Enquanto todos os olhos estavam postos em Kherson, cujas defesas as forças russas tentavam reforçar face a uma contra-ofensiva ucraniana, Kiev lançou um ataque rápido e inesperado do outro lado do país, a sudeste de Kharkiv, esta semana. Reconquistaram cerca de 400 quilómetros de território, segundo estimou o Instituto para o Estudo da Guerra, penetrando cerca de 20km nas linhas russas. E talvez ainda mais crucial, deixando sob ameaça Izium, uma cidade transformada numa espécie de enorme base militar, a principal rampa de lançamento dos invasores para o oeste do Donbass.
Este avanço em profundidade deixou surpresos analistas, num conflito que se tornara uma guerra de atrito, com linhas da frente quase estáticas, após o falhanço das ambiciosas manobras russas contra Kiev e Kharkiv. O ataque ucraniano é descrito como tendo sido encabeçado por um «poderoso punho blindado», explicou Rob Lee, investigador sénior do Foreign Policy Research, no Twitter, tendo 15 tanques ucranianos rumado para a aldeia de Balakliia, sob ocupação russa, que foi cercada, estando a decorrer aqui os combates mais ferozes.
O choque dos invasores aumentou ainda mais quando se aperceberam de que a sua aviação não conseguiria varrer o avanço ucraniano. As forças russas continuam a estar em vantagem nos céus, mas os ucranianos tinham transportado discretamente para a área grandes quantidades de defesas anti-aéreas, protegendo o seu contra-ataque, naquilo a que os militares costumam chamar de uso de armas combinadas.
Pensa-se que esta parte da linha da frente estivesse a ser guarnecida sobretudo por unidades da Guarda Nacional da Rússia, que é dada como estando com uma moral particularmente baixa e a sofrer deserções, dispondo de artilharia insuficiente na região. Já as forças ucranianas não hesitaram em aproveitar-se disso.

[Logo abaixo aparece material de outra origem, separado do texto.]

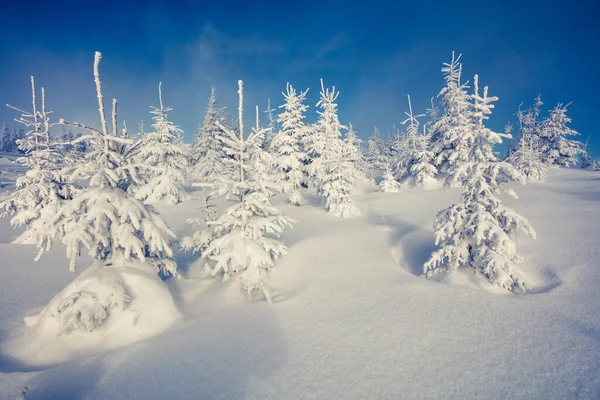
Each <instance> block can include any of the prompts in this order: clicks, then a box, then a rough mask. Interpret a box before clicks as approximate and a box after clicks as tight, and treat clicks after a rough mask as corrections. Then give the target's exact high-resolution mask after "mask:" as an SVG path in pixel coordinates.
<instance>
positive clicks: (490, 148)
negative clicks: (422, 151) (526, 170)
mask: <svg viewBox="0 0 600 400" xmlns="http://www.w3.org/2000/svg"><path fill="white" fill-rule="evenodd" d="M473 99H474V108H475V112H474V116H473V122H474V126H473V131H472V134H471V136H472V139H468V141H467V143H468V144H469V146H468V147H466V146H465V147H464V149H465V150H466V153H467V157H466V160H465V161H464V162H463V163H461V164H457V165H454V166H452V168H451V169H450V170H449V171H448V176H447V179H446V186H447V187H450V186H454V183H456V182H459V183H460V184H462V186H463V192H462V195H461V198H460V201H459V202H458V203H457V204H454V205H452V206H450V207H448V208H447V209H445V210H442V211H440V212H439V213H438V214H437V219H436V221H435V224H434V229H435V235H436V245H437V246H438V250H436V251H435V252H434V253H433V254H432V255H431V258H430V259H429V260H428V261H427V262H426V263H425V265H424V266H423V271H424V274H425V276H426V277H427V278H432V277H434V276H435V275H437V274H439V273H449V272H454V271H456V270H457V269H458V268H460V267H468V268H472V269H473V270H474V271H475V273H476V274H478V275H481V276H483V277H485V278H487V279H488V280H489V281H490V282H491V283H492V284H493V285H496V286H498V287H501V288H504V289H507V290H510V291H515V292H519V291H520V292H523V291H525V290H526V289H527V287H528V286H527V284H526V282H525V281H524V280H523V279H522V278H521V277H519V276H518V274H517V273H516V272H515V270H514V264H516V263H518V262H519V261H521V257H519V256H518V255H517V253H516V249H515V247H516V246H515V243H514V242H513V239H512V236H513V235H515V234H516V233H518V232H523V233H525V234H528V235H530V236H532V237H534V238H535V231H534V230H533V228H532V227H531V226H530V225H529V223H528V222H527V220H526V219H525V218H524V217H522V216H521V215H519V214H517V213H516V212H515V211H513V210H511V209H510V208H508V207H506V206H505V205H503V204H502V202H501V201H500V199H499V195H500V194H501V192H502V190H503V189H504V188H503V187H502V184H503V183H504V182H508V181H519V182H521V183H524V176H523V175H522V174H521V173H520V172H519V171H517V170H516V168H515V167H513V166H512V165H511V164H509V163H507V162H504V161H499V160H497V159H496V156H495V155H494V153H493V146H494V145H495V144H499V143H501V142H502V138H503V137H506V135H505V134H499V133H496V132H492V131H491V130H490V129H488V128H486V127H485V126H484V123H483V122H484V120H485V119H487V115H489V114H490V113H491V109H492V107H493V105H492V104H491V102H492V101H495V100H496V98H495V97H488V96H487V87H485V88H484V90H483V96H480V95H479V88H478V79H477V76H475V93H474V95H473ZM504 190H505V191H506V192H507V193H509V194H511V195H513V196H516V195H515V194H514V192H512V191H511V190H506V189H504Z"/></svg>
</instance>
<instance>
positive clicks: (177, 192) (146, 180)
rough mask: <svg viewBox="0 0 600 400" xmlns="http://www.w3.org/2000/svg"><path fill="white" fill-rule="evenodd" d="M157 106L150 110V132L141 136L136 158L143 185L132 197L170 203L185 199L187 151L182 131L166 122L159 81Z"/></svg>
mask: <svg viewBox="0 0 600 400" xmlns="http://www.w3.org/2000/svg"><path fill="white" fill-rule="evenodd" d="M158 93H159V96H158V98H159V102H160V107H158V108H157V107H152V111H150V113H151V114H154V117H152V119H153V120H154V123H153V124H152V128H153V129H154V130H153V132H149V133H146V134H144V136H143V137H142V143H141V145H140V147H139V150H138V153H137V156H136V157H137V159H138V160H139V162H140V163H142V164H144V168H143V169H144V171H143V173H142V176H143V178H144V183H143V184H142V185H137V187H135V188H133V189H132V191H133V192H134V194H135V197H136V198H137V199H140V200H144V201H145V202H146V203H155V202H157V201H159V200H162V199H165V200H166V201H168V202H170V203H171V204H177V203H180V202H182V201H184V200H186V199H187V198H188V197H189V196H188V194H187V192H186V190H185V188H184V185H185V184H186V181H187V167H188V156H187V148H186V147H185V146H184V144H183V141H182V140H181V134H182V133H183V131H182V130H181V129H179V127H177V126H175V125H174V124H173V123H172V122H170V121H169V120H168V119H167V112H169V111H171V108H169V107H164V106H163V101H162V82H161V83H160V84H159V86H158Z"/></svg>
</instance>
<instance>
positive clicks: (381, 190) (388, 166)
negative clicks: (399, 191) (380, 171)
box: [379, 165, 400, 193]
mask: <svg viewBox="0 0 600 400" xmlns="http://www.w3.org/2000/svg"><path fill="white" fill-rule="evenodd" d="M379 188H380V189H381V191H382V192H384V193H395V192H398V191H399V190H400V184H399V183H398V181H397V180H396V178H395V177H394V174H392V169H391V168H390V166H389V165H388V166H387V167H386V169H385V173H384V174H383V178H382V180H381V182H379Z"/></svg>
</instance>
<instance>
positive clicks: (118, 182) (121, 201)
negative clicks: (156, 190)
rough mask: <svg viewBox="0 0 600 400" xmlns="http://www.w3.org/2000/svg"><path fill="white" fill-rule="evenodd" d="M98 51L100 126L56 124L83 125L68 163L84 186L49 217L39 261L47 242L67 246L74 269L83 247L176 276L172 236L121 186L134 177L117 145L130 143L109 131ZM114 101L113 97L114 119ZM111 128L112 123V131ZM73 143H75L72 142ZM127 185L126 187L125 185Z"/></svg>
mask: <svg viewBox="0 0 600 400" xmlns="http://www.w3.org/2000/svg"><path fill="white" fill-rule="evenodd" d="M101 58H102V55H101V54H100V53H99V52H96V53H95V57H94V81H95V84H96V93H97V98H98V106H99V107H98V109H99V113H100V121H101V130H98V129H95V128H92V127H89V126H86V125H84V124H81V123H77V122H67V121H64V120H61V121H60V122H61V123H63V124H66V125H69V126H72V127H77V128H80V129H85V130H86V131H87V132H88V133H87V134H86V135H84V136H82V137H81V138H79V139H77V140H88V141H89V143H90V151H89V152H88V153H87V154H86V155H85V159H84V160H83V161H82V162H81V163H80V164H78V165H75V166H74V167H73V172H72V179H84V180H85V181H86V183H87V184H86V185H85V189H83V190H82V191H81V192H80V193H78V194H77V195H76V196H75V197H74V198H73V199H72V200H70V201H68V202H66V203H65V204H64V205H63V206H62V207H61V208H60V209H58V210H57V212H56V213H55V214H54V215H52V216H49V220H48V225H47V226H48V231H47V233H46V235H45V236H44V238H43V240H42V241H41V242H40V243H39V244H38V246H39V247H40V252H39V254H38V257H37V259H39V258H40V257H41V256H42V255H43V253H44V252H46V251H48V250H49V249H50V248H51V246H52V243H54V242H57V241H59V242H62V243H63V244H64V245H65V246H66V253H67V258H69V259H70V268H71V270H74V269H75V268H76V266H77V260H78V258H79V257H80V255H81V252H82V251H83V250H84V249H87V251H88V254H89V255H90V256H91V257H92V258H93V259H95V260H98V261H100V262H102V263H103V264H104V265H110V264H113V265H127V264H128V263H135V262H136V260H139V261H141V262H146V263H150V264H152V265H153V266H154V267H155V268H156V270H157V271H160V272H162V273H165V274H176V273H177V268H176V267H177V266H176V263H175V261H174V260H173V251H172V249H171V247H170V239H171V238H175V234H174V233H173V232H172V231H171V230H170V229H169V228H168V226H167V224H166V223H165V221H164V220H163V219H162V218H161V217H160V215H159V214H158V212H157V211H156V210H155V209H154V208H153V207H152V206H150V205H144V204H143V203H142V202H141V201H139V200H137V199H135V198H134V197H133V196H132V195H130V194H128V193H127V192H126V191H124V190H123V189H121V187H122V186H124V185H123V181H124V180H129V179H132V177H135V168H132V166H131V165H130V164H128V163H127V159H124V158H123V156H122V154H121V153H120V152H119V151H117V150H116V148H117V145H122V144H129V145H131V144H133V141H132V140H131V139H125V138H122V137H120V136H118V135H115V134H114V133H113V134H112V135H111V134H110V133H109V130H108V124H107V121H106V115H105V111H104V98H103V95H102V86H101V82H100V73H99V65H100V60H101ZM115 121H116V101H113V123H114V122H115ZM113 131H114V132H116V126H115V127H114V129H113ZM74 144H76V143H74ZM125 186H126V185H125Z"/></svg>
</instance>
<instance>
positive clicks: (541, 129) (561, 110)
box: [541, 104, 583, 167]
mask: <svg viewBox="0 0 600 400" xmlns="http://www.w3.org/2000/svg"><path fill="white" fill-rule="evenodd" d="M570 123H571V118H569V117H567V106H563V105H562V104H558V105H557V106H556V107H554V108H553V109H552V110H551V111H550V115H549V116H548V118H546V119H545V120H544V121H543V122H542V124H541V139H542V143H543V148H542V150H543V152H544V153H543V155H542V161H543V162H544V163H546V164H548V165H558V166H561V167H570V166H572V165H575V164H577V162H578V161H579V160H578V156H579V155H581V154H582V153H583V145H582V143H581V142H579V141H577V140H572V139H567V136H577V135H579V132H577V131H575V130H574V129H572V128H571V127H569V126H568V125H569V124H570Z"/></svg>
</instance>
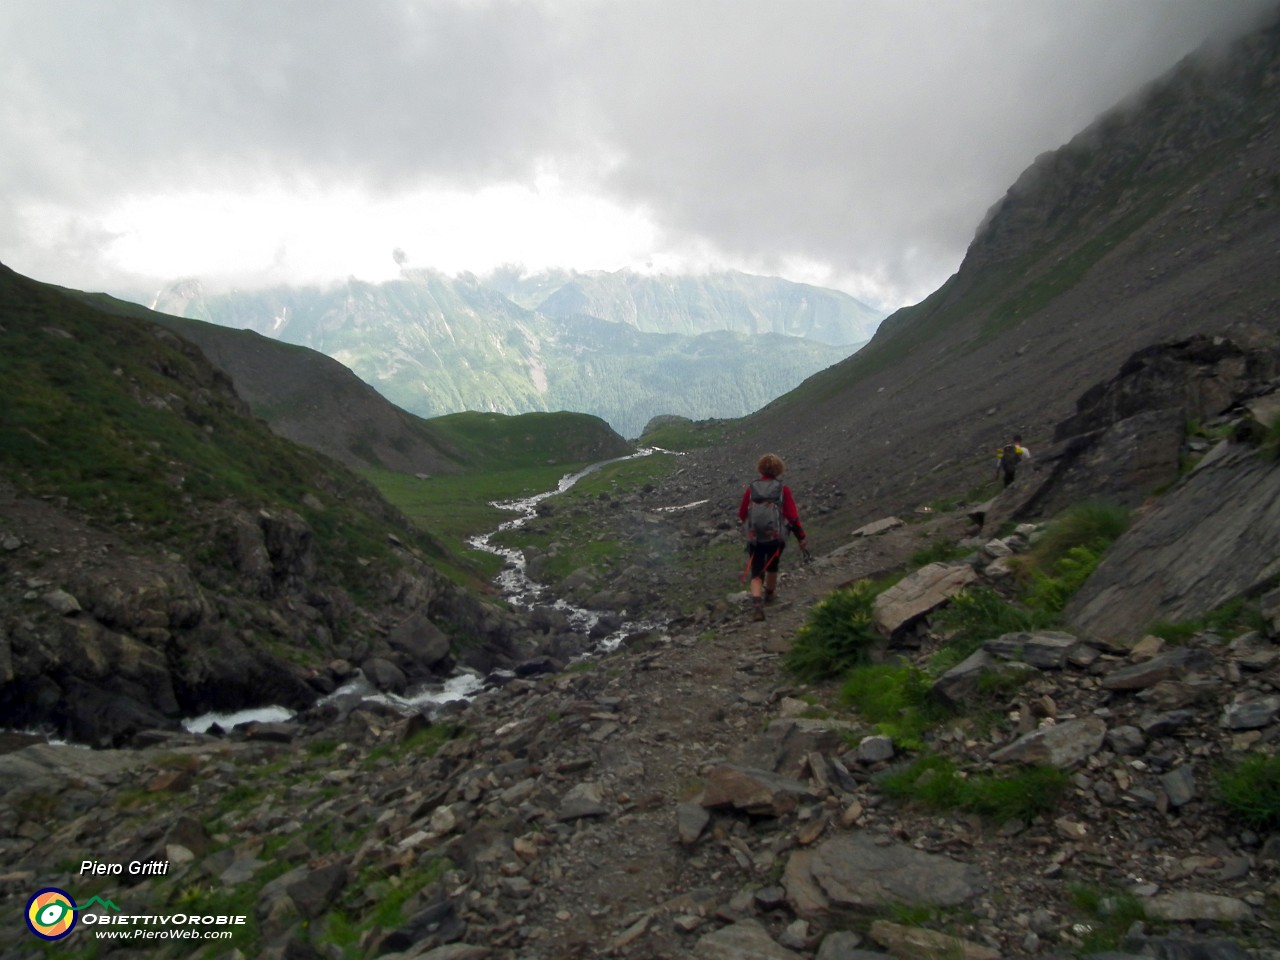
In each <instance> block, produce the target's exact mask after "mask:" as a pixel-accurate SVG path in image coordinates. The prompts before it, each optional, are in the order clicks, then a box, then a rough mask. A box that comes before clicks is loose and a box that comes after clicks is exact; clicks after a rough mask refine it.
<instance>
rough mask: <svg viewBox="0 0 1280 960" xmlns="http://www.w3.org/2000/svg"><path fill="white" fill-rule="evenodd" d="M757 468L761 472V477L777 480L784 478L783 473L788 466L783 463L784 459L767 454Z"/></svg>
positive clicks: (761, 457)
mask: <svg viewBox="0 0 1280 960" xmlns="http://www.w3.org/2000/svg"><path fill="white" fill-rule="evenodd" d="M755 468H756V470H759V471H760V476H768V477H773V479H777V477H780V476H782V471H783V470H786V468H787V465H786V463H783V462H782V457H780V456H778V454H777V453H765V454H764V456H763V457H760V460H759V461H758V462H756V465H755Z"/></svg>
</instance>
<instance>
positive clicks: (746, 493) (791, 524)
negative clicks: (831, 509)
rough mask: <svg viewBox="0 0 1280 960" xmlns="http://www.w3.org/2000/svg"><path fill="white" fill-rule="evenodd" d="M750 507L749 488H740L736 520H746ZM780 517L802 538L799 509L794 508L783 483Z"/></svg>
mask: <svg viewBox="0 0 1280 960" xmlns="http://www.w3.org/2000/svg"><path fill="white" fill-rule="evenodd" d="M760 479H762V480H773V479H774V477H771V476H762V477H760ZM750 507H751V488H750V486H748V488H746V489H745V490H742V502H741V503H740V504H739V507H737V522H740V524H742V522H746V512H748V509H750ZM782 518H783V520H785V521H787V524H790V525H791V529H792V530H795V532H796V536H799V538H800V539H801V540H803V539H804V530H803V529H801V526H800V511H797V509H796V502H795V499H794V498H792V497H791V488H790V486H787V485H785V484H783V486H782Z"/></svg>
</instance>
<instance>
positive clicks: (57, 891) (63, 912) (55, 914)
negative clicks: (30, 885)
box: [27, 887, 76, 940]
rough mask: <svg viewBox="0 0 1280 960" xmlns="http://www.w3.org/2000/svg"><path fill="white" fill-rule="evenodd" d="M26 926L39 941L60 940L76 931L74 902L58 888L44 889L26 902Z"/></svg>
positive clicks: (62, 891)
mask: <svg viewBox="0 0 1280 960" xmlns="http://www.w3.org/2000/svg"><path fill="white" fill-rule="evenodd" d="M27 925H28V927H31V932H32V933H35V934H36V936H37V937H40V938H41V940H61V938H63V937H65V936H67V934H68V933H70V932H72V931H73V929H76V901H74V900H72V895H70V893H68V892H67V891H63V890H59V888H58V887H45V888H44V890H41V891H37V892H36V895H35V896H33V897H32V899H31V900H28V901H27Z"/></svg>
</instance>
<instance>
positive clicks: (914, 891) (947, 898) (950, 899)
mask: <svg viewBox="0 0 1280 960" xmlns="http://www.w3.org/2000/svg"><path fill="white" fill-rule="evenodd" d="M809 873H810V877H812V879H813V882H814V883H815V884H817V887H818V888H820V891H822V893H823V895H826V897H827V900H828V902H829V905H831V906H833V908H837V909H846V910H867V911H877V910H883V909H884V906H886V904H904V905H908V906H916V905H927V906H957V905H960V904H964V902H965V901H968V900H972V899H973V897H975V896H978V895H979V893H982V892H983V891H984V890H987V879H986V876H984V874H983V873H982V870H980V869H978V868H977V867H974V865H972V864H966V863H961V861H959V860H952V859H951V858H950V856H942V855H940V854H929V852H925V851H924V850H916V849H915V847H913V846H906V845H905V844H886V845H882V844H881V842H878V841H877V840H876V838H874V837H870V836H867V835H864V833H847V835H842V836H838V837H835V838H832V840H828V841H827V842H826V844H823V845H822V846H820V847H818V849H817V850H815V851H814V854H813V858H812V859H810V860H809ZM788 882H790V881H788ZM790 893H791V890H790V888H788V895H790ZM810 902H812V900H810Z"/></svg>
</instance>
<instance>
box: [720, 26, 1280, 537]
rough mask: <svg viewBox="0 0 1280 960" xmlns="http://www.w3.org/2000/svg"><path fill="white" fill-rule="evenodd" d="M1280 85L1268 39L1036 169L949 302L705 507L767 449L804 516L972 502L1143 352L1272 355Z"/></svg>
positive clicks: (747, 445) (801, 420) (986, 232)
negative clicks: (723, 490) (1190, 351)
mask: <svg viewBox="0 0 1280 960" xmlns="http://www.w3.org/2000/svg"><path fill="white" fill-rule="evenodd" d="M1277 78H1280V26H1277V24H1276V23H1275V22H1272V23H1271V24H1270V26H1268V27H1266V28H1265V29H1261V31H1258V32H1257V33H1253V35H1251V36H1249V37H1247V38H1244V40H1243V41H1240V42H1238V44H1236V45H1235V46H1234V47H1233V49H1231V50H1230V51H1229V52H1224V51H1221V50H1217V51H1213V55H1212V56H1210V58H1199V59H1197V58H1189V59H1188V60H1187V61H1185V63H1183V64H1180V65H1179V67H1178V68H1176V69H1174V70H1172V72H1171V73H1170V74H1169V76H1166V77H1165V78H1164V79H1161V81H1158V82H1157V83H1155V84H1152V86H1151V87H1149V88H1148V90H1146V91H1142V92H1140V93H1139V95H1137V96H1134V97H1130V99H1129V100H1126V101H1125V102H1124V104H1123V105H1120V106H1117V108H1116V109H1115V110H1114V111H1111V113H1108V114H1107V115H1105V116H1102V118H1100V119H1098V120H1097V122H1096V123H1094V124H1093V125H1092V127H1091V128H1089V129H1087V131H1084V132H1083V133H1082V134H1080V136H1078V137H1076V138H1074V140H1073V141H1071V142H1070V143H1069V145H1066V146H1064V147H1061V148H1060V150H1057V151H1053V152H1051V154H1046V155H1044V156H1042V157H1039V159H1038V160H1037V161H1036V163H1034V164H1033V165H1032V166H1030V168H1029V169H1028V170H1027V173H1025V174H1024V175H1023V177H1021V178H1019V180H1018V183H1016V184H1014V187H1011V188H1010V191H1009V193H1007V195H1006V196H1005V197H1004V198H1001V200H1000V202H997V204H996V205H995V206H993V207H992V210H991V212H989V214H988V216H987V220H986V223H983V224H982V227H980V228H979V230H978V233H977V236H975V238H974V241H973V243H972V244H970V247H969V251H968V253H966V256H965V260H964V262H963V264H961V266H960V269H959V271H957V273H956V274H955V275H954V276H952V278H951V279H950V280H948V282H947V283H946V284H945V285H943V287H942V288H940V289H938V291H937V292H936V293H934V294H932V296H931V297H929V298H928V300H925V301H924V302H922V303H919V305H916V306H914V307H908V308H905V310H901V311H899V312H897V314H895V315H893V316H891V317H888V319H887V320H886V321H884V323H883V324H882V325H881V328H879V330H878V332H877V334H876V337H874V338H873V339H872V342H870V344H868V346H867V347H864V348H863V349H861V351H859V353H856V355H854V356H852V357H850V358H849V360H847V361H844V362H842V364H840V365H837V366H835V367H832V369H831V370H827V371H823V372H822V374H818V375H815V376H813V378H810V379H809V380H808V381H806V383H805V384H803V385H801V387H800V388H797V389H796V390H794V392H792V393H790V394H787V396H785V397H782V398H780V399H778V401H777V402H774V403H772V404H769V406H768V407H765V408H764V410H763V411H760V412H759V413H756V415H754V416H753V417H750V421H749V422H748V421H744V422H742V424H741V426H740V429H737V430H736V433H735V435H733V436H732V438H731V443H730V445H728V447H727V448H726V449H718V451H716V452H714V453H712V454H708V456H707V457H705V458H704V460H705V463H707V466H705V471H704V472H703V490H704V495H712V497H717V495H719V497H723V495H724V493H723V486H724V477H726V476H736V475H739V474H740V472H741V471H744V470H749V468H750V465H751V463H754V461H755V458H756V457H758V456H759V453H762V452H763V451H765V449H776V451H777V452H778V453H780V454H782V456H783V457H785V458H786V460H787V461H788V462H790V465H791V477H792V484H794V485H795V486H796V488H797V494H799V495H801V499H803V500H805V502H808V503H810V504H812V509H817V511H823V512H829V516H831V522H832V524H838V525H841V526H850V525H851V526H859V525H860V524H863V522H867V521H868V520H873V518H876V517H877V516H882V515H884V513H890V512H896V511H902V509H911V508H915V507H918V506H920V504H924V503H928V502H931V500H932V499H934V498H937V497H941V495H954V494H955V492H956V490H966V489H973V488H978V486H980V485H982V484H983V483H984V481H986V480H987V476H988V474H989V471H991V462H992V453H993V451H995V448H996V447H997V445H998V444H1000V443H1001V442H1002V440H1004V439H1005V438H1006V436H1007V435H1009V434H1010V433H1015V431H1020V433H1021V434H1023V435H1024V436H1025V438H1027V442H1028V444H1029V447H1030V448H1032V451H1033V453H1034V452H1036V449H1037V447H1038V445H1043V444H1046V443H1048V442H1050V439H1051V436H1052V430H1053V426H1055V425H1056V424H1057V422H1059V421H1061V420H1064V419H1066V417H1068V416H1069V415H1070V412H1071V408H1073V404H1074V403H1075V399H1076V397H1078V396H1079V394H1080V392H1082V390H1083V389H1084V388H1087V387H1089V385H1092V384H1096V383H1101V381H1103V380H1106V379H1108V378H1110V376H1112V375H1114V374H1115V371H1116V370H1117V369H1119V367H1120V366H1121V364H1123V362H1124V361H1125V360H1126V358H1128V357H1129V356H1130V355H1133V353H1134V352H1137V351H1139V349H1142V348H1144V347H1148V346H1151V344H1152V343H1157V342H1164V340H1175V339H1183V338H1187V337H1190V335H1194V334H1204V335H1210V337H1212V335H1219V334H1222V335H1228V337H1230V338H1231V339H1234V340H1235V342H1238V343H1242V344H1254V343H1266V342H1271V340H1274V339H1275V337H1276V334H1277V329H1280V287H1277V283H1276V276H1277V274H1276V270H1275V265H1276V262H1277V255H1280V180H1277V170H1280V134H1277V132H1276V131H1277V125H1276V123H1275V119H1276V90H1277V83H1280V79H1277Z"/></svg>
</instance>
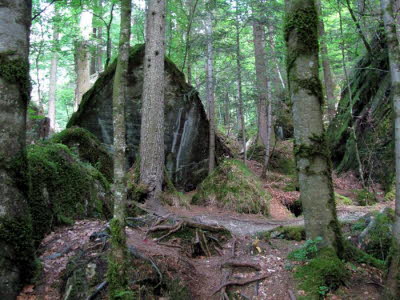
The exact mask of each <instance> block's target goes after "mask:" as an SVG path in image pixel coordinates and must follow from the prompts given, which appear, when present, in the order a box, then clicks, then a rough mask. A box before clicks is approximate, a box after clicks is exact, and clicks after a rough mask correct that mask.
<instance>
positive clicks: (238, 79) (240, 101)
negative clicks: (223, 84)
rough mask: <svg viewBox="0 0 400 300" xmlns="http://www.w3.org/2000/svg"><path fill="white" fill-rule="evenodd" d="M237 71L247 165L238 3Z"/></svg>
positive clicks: (242, 126) (246, 160)
mask: <svg viewBox="0 0 400 300" xmlns="http://www.w3.org/2000/svg"><path fill="white" fill-rule="evenodd" d="M235 27H236V69H237V84H238V101H239V114H240V127H241V129H242V147H243V161H244V163H245V164H246V161H247V149H246V125H245V122H244V112H243V97H242V65H241V62H240V60H241V59H242V58H241V55H240V28H239V7H238V2H236V22H235Z"/></svg>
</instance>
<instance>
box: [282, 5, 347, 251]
mask: <svg viewBox="0 0 400 300" xmlns="http://www.w3.org/2000/svg"><path fill="white" fill-rule="evenodd" d="M285 41H286V45H287V74H288V81H289V93H290V99H291V102H292V114H293V126H294V138H295V149H294V151H295V156H296V165H297V170H298V177H299V185H300V199H301V202H302V205H303V210H304V220H305V229H306V235H307V238H308V239H314V238H316V237H322V238H323V242H322V245H321V246H322V247H324V246H326V247H333V248H334V249H335V250H336V251H337V253H338V255H339V256H340V255H341V253H342V249H343V245H342V238H341V233H340V228H339V224H338V221H337V216H336V205H335V199H334V193H333V185H332V175H331V162H330V154H329V149H328V146H327V142H326V138H325V130H324V126H323V122H322V108H321V104H322V100H323V93H322V85H321V82H320V79H319V77H318V69H319V66H318V52H319V46H318V13H317V8H316V5H315V1H314V0H293V1H290V3H289V4H288V5H287V6H286V24H285Z"/></svg>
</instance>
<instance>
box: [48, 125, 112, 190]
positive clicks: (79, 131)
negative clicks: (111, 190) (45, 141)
mask: <svg viewBox="0 0 400 300" xmlns="http://www.w3.org/2000/svg"><path fill="white" fill-rule="evenodd" d="M52 142H54V143H60V144H64V145H67V146H68V148H69V149H71V150H72V151H73V152H75V153H76V154H77V155H78V156H79V158H80V159H81V160H82V161H85V162H88V163H90V164H91V165H92V166H94V167H95V168H96V169H98V170H99V171H100V172H101V173H102V174H103V175H104V176H105V177H106V178H107V180H108V181H110V182H111V181H112V178H113V160H112V157H111V155H110V154H109V153H108V151H107V150H106V149H105V147H103V146H102V145H101V143H100V141H99V140H98V139H97V137H96V136H94V135H93V134H92V133H90V132H89V131H87V130H86V129H84V128H80V127H71V128H67V129H65V130H63V131H62V132H60V133H58V134H56V135H54V136H53V137H52Z"/></svg>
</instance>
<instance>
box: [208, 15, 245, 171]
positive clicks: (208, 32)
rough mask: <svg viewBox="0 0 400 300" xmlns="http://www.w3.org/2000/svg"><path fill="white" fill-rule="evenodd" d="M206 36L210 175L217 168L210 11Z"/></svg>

«O pressuposto é que a Ucrânia tirou vantagem do reposicionamento dos russos para longe do norte e leste da vasta linha da frente para lançar este ataque surpresa», explicou o editor para a Defesa e Segurança do Guardian, Dan Sabbagh, referindo-se ao foco dos invasores na cidade de Bakhmut, em Donetsk, que já tentam conquistar há semanas, martelando-a sistemática e lentamente com bombardeamentos maciços, tentando aproximar-se de Kramatorsk, o grande ponto de abastecimento das forças ucranianas no Donbass.
Já o contra-ataque no sudeste deixou claro que a Ucrânia «está disposta a ser flexível e oportunista», notou Sabbagh. «E que qualquer pessoa que esteja segura de saber a estratégia de Kiev deveria em vez disso estar disposta a ser surpreendida».
Entretanto, com as forças ucranianas a tomar decididamente a iniciativa, o Kremlin arrisca ter de estar a apagar fogos, tendo de decidir se move tropas para o sudeste de Kharkiv, se continua a apostar no seu assalto a Bakhmut ou se reforça Kherson, no sul. Nesta frente, as forças russas também não têm tido muito boas notícias, tendo as forças armadas ucranianas anunciado esta quinta-feira ter avançado dezenas de quilómetros em direção à cidade, que tentam isolar da península da Crimeia, principal ponto de abastecimento dos russos nesta região.